Nouveau lancement d’un portail européen dédié aux PME
Le portail « l’Europe est a vous – Entreprises » est relancé par la Commission européenne.
Le portail « l’Europe est a vous – Entreprises » est relancé par la Commission européenne.
A l’occasion du sommet européen des entreprises, jeudi 26 mars, le vice président de la Commission européenne, en charge des entreprises et de l’industrie, Günter Verheugen, a relancé le site internet « l’Europe est à vous – Entreprises ».
Ce portail, crée par Bruxelles en partenariat avec les autorités nationales des pays de l’UE, vise « à faciliter l’accès des entrepreneurs à l’information sur l’exercice d’activités économiques dans d’autres États membres de l’Union », indique le communiqué de presse.
On y trouve des informations sur comment créer, gérer et être responsable d’une entreprise dans un autre État membre. Les différentes formes juridiques que peuvent prendre une entreprise, les dispositions du code du travail et de comptabilité à respecter sont aussi disponibles.
Enfin, le portail souligne les aides apportées dans chaque États aux entreprises. Seul le Royaume-Uni n’a pas encore, semble-t-il, souhaité communiquer sur le sujet.
Selon la Commission, ce portail facilitera les activités transfrontalières des petites et moyennes entreprises (PME), principalement visées par le site. Celles-ci pourraient alors utiliser davantage le marché intérieur pour promouvoir leurs produits ou services dans l’État voisin du leur.

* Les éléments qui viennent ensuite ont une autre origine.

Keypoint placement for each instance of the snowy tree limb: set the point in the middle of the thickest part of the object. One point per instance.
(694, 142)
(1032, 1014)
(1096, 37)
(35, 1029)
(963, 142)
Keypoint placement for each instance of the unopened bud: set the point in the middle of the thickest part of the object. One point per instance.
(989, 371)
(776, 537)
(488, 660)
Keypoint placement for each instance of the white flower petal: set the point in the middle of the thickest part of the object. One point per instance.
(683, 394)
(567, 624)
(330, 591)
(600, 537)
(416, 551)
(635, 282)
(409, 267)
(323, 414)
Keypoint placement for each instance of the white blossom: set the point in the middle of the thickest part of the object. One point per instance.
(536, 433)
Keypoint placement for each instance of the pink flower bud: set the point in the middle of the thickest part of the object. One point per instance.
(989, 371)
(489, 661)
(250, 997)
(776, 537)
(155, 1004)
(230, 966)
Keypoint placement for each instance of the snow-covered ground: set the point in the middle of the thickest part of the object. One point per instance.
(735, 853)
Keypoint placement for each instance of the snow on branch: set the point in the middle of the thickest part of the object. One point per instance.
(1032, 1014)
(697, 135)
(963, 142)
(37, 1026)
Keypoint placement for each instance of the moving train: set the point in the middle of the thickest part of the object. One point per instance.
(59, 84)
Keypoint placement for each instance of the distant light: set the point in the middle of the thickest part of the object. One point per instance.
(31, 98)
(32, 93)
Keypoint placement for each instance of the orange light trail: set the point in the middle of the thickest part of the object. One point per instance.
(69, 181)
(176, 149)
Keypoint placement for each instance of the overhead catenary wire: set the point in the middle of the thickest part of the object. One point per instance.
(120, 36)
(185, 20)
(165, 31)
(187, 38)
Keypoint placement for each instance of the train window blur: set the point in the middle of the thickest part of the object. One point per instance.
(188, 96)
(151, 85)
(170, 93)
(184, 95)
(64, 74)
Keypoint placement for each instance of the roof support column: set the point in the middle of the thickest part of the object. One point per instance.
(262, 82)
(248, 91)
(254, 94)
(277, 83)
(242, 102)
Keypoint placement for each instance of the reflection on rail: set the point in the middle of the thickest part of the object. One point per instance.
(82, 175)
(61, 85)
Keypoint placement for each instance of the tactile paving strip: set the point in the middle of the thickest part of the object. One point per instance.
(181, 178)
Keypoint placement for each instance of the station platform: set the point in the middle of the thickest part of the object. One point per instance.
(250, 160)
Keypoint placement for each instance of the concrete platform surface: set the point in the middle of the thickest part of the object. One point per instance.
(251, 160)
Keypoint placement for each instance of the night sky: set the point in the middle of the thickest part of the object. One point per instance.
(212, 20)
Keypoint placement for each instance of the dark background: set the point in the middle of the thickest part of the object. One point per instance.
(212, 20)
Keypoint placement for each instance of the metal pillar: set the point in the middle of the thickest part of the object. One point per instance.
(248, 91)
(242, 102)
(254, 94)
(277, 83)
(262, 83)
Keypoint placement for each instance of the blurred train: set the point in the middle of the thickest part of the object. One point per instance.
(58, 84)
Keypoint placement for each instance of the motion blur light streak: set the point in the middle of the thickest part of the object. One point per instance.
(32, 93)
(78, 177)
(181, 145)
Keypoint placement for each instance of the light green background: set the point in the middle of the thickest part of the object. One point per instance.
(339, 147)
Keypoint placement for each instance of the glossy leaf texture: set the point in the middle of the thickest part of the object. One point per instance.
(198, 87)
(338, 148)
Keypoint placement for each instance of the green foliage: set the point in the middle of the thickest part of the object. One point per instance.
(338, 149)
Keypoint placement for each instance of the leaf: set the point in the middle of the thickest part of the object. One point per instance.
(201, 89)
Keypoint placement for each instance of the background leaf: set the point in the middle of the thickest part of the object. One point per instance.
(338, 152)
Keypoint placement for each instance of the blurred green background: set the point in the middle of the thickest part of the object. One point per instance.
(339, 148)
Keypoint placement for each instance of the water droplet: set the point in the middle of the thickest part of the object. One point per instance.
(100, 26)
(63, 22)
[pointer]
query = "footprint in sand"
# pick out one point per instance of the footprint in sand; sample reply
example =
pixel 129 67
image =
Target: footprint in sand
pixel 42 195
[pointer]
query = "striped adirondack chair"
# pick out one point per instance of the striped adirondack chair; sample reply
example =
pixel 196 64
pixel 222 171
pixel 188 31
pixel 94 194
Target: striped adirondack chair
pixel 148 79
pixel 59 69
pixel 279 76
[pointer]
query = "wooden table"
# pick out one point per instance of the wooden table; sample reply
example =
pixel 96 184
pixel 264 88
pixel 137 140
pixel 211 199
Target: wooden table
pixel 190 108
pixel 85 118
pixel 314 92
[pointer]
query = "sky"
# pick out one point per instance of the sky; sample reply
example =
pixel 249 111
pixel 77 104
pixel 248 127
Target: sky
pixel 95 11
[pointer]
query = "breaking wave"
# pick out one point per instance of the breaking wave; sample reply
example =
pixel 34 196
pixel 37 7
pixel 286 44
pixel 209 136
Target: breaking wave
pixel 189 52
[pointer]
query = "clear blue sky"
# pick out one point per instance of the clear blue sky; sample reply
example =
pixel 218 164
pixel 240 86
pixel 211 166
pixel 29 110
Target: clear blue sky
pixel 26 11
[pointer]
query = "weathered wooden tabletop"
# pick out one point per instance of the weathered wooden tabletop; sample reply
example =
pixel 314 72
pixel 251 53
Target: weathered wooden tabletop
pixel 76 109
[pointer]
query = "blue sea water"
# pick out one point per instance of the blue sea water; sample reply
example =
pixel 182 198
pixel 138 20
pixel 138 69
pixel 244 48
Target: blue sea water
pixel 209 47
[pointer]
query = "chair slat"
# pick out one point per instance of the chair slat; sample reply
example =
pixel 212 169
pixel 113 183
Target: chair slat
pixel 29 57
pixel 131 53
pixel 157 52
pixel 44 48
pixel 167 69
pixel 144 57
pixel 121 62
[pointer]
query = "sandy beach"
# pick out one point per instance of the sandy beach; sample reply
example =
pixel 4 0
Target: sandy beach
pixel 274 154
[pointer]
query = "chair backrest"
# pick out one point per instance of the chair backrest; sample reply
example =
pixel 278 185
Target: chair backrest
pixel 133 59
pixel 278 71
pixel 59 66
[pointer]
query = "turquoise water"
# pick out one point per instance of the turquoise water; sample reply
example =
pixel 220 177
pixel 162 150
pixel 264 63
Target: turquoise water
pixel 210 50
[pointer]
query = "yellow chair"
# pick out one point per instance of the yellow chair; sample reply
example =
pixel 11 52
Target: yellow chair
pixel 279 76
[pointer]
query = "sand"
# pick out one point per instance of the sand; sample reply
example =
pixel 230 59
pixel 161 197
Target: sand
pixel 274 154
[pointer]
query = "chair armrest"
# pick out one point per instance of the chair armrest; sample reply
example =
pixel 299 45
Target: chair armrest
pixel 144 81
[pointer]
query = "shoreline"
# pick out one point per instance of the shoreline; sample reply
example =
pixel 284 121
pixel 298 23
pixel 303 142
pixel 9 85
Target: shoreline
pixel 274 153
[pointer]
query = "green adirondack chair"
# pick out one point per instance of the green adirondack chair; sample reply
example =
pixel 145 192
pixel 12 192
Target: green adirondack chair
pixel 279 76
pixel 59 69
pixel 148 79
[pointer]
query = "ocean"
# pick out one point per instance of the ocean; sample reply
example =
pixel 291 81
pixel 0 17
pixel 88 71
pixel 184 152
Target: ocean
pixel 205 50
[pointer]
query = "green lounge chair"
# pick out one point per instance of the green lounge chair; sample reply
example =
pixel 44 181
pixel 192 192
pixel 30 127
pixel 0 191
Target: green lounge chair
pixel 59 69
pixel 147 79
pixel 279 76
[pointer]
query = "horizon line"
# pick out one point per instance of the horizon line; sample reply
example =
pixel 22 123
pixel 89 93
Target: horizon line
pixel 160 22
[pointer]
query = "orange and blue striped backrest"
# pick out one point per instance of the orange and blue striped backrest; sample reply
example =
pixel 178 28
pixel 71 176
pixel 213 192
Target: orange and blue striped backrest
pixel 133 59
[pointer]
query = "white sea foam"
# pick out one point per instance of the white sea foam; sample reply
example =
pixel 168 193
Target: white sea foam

Crée en 2007, ce site a connu un premier ravalement de façade en novembre 2008. Alors que le Small Business Act (SBA) venait d’être lancé quelques mois plus tôt, en juillet, par Bruxelles, puis adopté par le Conseil de l’UE en décembre. (EURACTIV.fr 8/12/2008) Or, le SBA vise notamment à encourager les PME à utiliser davantage les ressources procurées par le marché intérieur de l’UE. La Commission semble donc vouloir faire du site internet « l’Europe est à vous » un outil du SBA.
Cinq mois plus tard, Bruxelles décide de promouvoir à nouveau son site. A se demander si celui-ci est utilisé par les entrepreneurs de l’UE. Le site internet «s’est vraiment amélioré», indique le porte parole de la DG entreprises et industries, Ton Van Lierop. « Il a un nouveau design, il est plus rapide, il contient de nouvelles informations et est désormais disponible dans toutes les langues », contrairement à sa première version, ajoute le porte parole.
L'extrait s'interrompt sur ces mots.